A staffer for the governor told the inspector general’s office that due to the volume of bills the department “takes custody of” each year – more than 1,450 in the current legislative session alone – committing one person to “that amount of tracking is an enormous task” and “far too broad, and inappropriate given other responsibilities.”
Lawmakers agree. On Tuesday, the House passed a bill that shifts the responsibility of writing and advertising amendments to the Legislative Reference Bureau. Prime sponsor Rep. Jason Ortitay, R-Bridgeville, said on Wednesday his proposal would ensure “this never happens again.”
“The Wolf administration portrays itself as a government that works,” he said. “This is a prime example of how this is not a government that works. Time and time again it has failed.”
Degraffenreid said Wednesday “for right now, it’s the Department of State’s responsibility to appropriately publish constitutional amendments, and that’s what my focus will be.”
Rep. Jim Gregory, R-Bellwood, himself an abuse survivor, sponsored HB 963 in 2019 after the Legislature tried and failed to approve legislation that changed the statute of limitations for sexual crimes committed against children, citing constitutional concerns.

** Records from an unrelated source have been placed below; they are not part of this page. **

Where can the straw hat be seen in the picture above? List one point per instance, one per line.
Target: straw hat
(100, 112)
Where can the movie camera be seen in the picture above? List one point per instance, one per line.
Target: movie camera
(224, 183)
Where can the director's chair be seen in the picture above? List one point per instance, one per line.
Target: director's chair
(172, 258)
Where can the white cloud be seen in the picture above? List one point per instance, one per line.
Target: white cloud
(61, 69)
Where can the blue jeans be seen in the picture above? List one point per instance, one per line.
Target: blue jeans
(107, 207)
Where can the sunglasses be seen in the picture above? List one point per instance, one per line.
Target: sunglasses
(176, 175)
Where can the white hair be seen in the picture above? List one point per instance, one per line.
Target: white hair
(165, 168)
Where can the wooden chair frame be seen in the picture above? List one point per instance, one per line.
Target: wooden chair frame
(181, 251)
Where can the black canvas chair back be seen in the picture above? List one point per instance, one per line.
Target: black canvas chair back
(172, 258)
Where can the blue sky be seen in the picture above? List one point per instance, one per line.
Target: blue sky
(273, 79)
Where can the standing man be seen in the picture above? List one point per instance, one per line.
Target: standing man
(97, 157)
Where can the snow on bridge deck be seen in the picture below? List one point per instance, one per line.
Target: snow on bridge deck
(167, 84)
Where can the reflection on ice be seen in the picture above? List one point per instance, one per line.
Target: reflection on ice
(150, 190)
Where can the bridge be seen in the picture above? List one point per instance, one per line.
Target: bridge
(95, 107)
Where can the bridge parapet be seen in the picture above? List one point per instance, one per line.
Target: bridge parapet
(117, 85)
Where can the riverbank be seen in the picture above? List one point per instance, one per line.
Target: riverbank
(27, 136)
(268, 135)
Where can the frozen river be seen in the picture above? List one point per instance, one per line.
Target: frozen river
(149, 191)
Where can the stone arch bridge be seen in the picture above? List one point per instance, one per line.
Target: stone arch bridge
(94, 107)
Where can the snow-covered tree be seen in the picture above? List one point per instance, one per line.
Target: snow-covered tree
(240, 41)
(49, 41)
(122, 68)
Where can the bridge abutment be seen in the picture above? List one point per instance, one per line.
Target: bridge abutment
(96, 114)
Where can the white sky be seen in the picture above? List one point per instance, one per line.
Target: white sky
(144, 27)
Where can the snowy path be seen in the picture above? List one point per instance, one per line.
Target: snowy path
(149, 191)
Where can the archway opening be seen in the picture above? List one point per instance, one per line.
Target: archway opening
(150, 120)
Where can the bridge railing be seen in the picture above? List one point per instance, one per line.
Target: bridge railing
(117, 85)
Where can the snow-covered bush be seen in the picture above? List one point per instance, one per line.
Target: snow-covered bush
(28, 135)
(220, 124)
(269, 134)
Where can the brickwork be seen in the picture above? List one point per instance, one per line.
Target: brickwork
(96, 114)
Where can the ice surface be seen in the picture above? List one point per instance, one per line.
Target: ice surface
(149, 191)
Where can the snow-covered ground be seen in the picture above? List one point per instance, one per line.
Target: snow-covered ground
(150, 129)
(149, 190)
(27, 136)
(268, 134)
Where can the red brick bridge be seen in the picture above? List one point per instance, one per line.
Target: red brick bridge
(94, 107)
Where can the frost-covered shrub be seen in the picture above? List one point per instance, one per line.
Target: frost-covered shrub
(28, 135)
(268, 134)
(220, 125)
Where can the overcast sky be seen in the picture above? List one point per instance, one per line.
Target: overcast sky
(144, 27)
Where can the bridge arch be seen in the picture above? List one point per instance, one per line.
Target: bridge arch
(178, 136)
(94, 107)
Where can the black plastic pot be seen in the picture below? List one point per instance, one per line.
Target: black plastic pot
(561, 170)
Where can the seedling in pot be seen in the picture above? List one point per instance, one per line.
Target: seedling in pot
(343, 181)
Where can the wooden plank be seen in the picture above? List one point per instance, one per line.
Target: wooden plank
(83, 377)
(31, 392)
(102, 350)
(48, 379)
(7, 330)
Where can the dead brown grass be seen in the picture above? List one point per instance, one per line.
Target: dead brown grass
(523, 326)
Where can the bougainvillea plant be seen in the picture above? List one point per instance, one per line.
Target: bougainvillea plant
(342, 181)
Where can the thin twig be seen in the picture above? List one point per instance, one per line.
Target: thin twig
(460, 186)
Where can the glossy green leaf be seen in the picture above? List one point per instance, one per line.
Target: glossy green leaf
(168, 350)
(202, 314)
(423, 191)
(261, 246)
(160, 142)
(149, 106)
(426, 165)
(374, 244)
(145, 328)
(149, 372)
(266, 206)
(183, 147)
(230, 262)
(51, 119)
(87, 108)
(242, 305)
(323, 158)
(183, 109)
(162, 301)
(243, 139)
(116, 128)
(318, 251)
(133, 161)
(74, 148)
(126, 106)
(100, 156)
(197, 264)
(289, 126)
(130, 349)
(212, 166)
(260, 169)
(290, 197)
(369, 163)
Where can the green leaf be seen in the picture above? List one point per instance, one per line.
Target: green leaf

The issue came to light after a 2018 statewide grand jury report found that six Catholic dioceses across Pennsylvania covered up allegations of abuse involving more than 300 priests and 1,000 children.
The bill kicked off a two-year process that sought voter approval to amend the constitution and give survivors the opportunity to sue their abusers, who otherwise would escape prosecution for their crimes.
When the department forgot to advertise the bill, as required, it threw the entire process off track and forced lawmakers to start over, delaying a vote on the amendment until at least 2023.
With few other fixes available, House lawmakers passed House Bill 951 in April to open the two-year litigation window through statute instead. The Senate has yet to act and Gregory said Wednesday he holds onto hope that the report “could provide some movement.”
“We have more questions as a result of the investigation,” he said. “That’s not what victims want to hear. We want concrete answers to know how this could happen.”
“Nobody was actually fired as a result of this and that’s unconscionable to me,” he added.
House Minority Leader Joanna McClinton, D-Philadelphia, thanked the administration for publicizing the investigation and urged the Senate to pass HB 951 as “a statutory solution that will end the needless suffering still being endured by so many adult victims of childhood sexual abuse who are simply waiting to have their day in court.”
“We were frankly surprised to learn that, throughout multiple administrations since the Pennsylvania Constitution outlined a process for amendments, it appears there were never any written procedures in place to ensure that amendments are advertised,” she said. “I know the Wolf administration has already implemented policies and procedures to make sure that such an omission is never repeated.”
Sens. Lisa Baker, R-Dallas, and Dave Argall, R-Pottsville, said in a joint statement they found the department’s lack of oversight “appalling” and said no employees should escape accountability. The senators, along with Gregory, received a separate briefing on the report just minutes before the department’s news conference.
“As chairs of the Senate Judiciary Committee and Senate State Government Committee, we will continue our bipartisan pursuit to get to the bottom of what happened, and how it can be prevented from happening in the future,” the lawmakers said. “The victims deserve better.”